Originally created in 2014 for my book, Knowledge is Beautiful, this infographic was part of my personal exploration of meditation (which often leads to Buddhist mind-training techniques). And a reflection of the book’s theme: visualising “knowledge” beyond typical Western definitions. The goal was to visualise not-often-charted aspects of Buddhist thought (with the minimum of Sanskrit terminology).
Here the graphic has been repurposed for web and updated with fresh understandings and extra details I’ve gleaned in recent years. Especially around the central Buddhist concept of ‘dependent origination’ and higher states of consciousness states known as jhanas – and how they may correlate with neuroscience’s modelling of the moment-by-moment ‘rendering’ of consciousness by the brain. (see Laukkonen 2023 study PDF or summary article)
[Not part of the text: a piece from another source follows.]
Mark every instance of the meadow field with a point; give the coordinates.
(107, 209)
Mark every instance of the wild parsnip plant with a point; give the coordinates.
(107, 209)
While my personal engagement with the dharma never really progressed beyond “buffet buddhism” 🙂 sampling practices here and there, I remain fascinated by the rigor and esoteric scaffolding underpinning the Buddhist schema – and how it really bears out if you’re able to just sit, meditate and introspect your sensory experience (usually for days!).
Despite substantial epistemological differences, interesting research continues around the parallels between Eastern introspective insights and Western neuroscience. If you’re intrigued, starting with the work of Shinzen Young might prove … enlightening.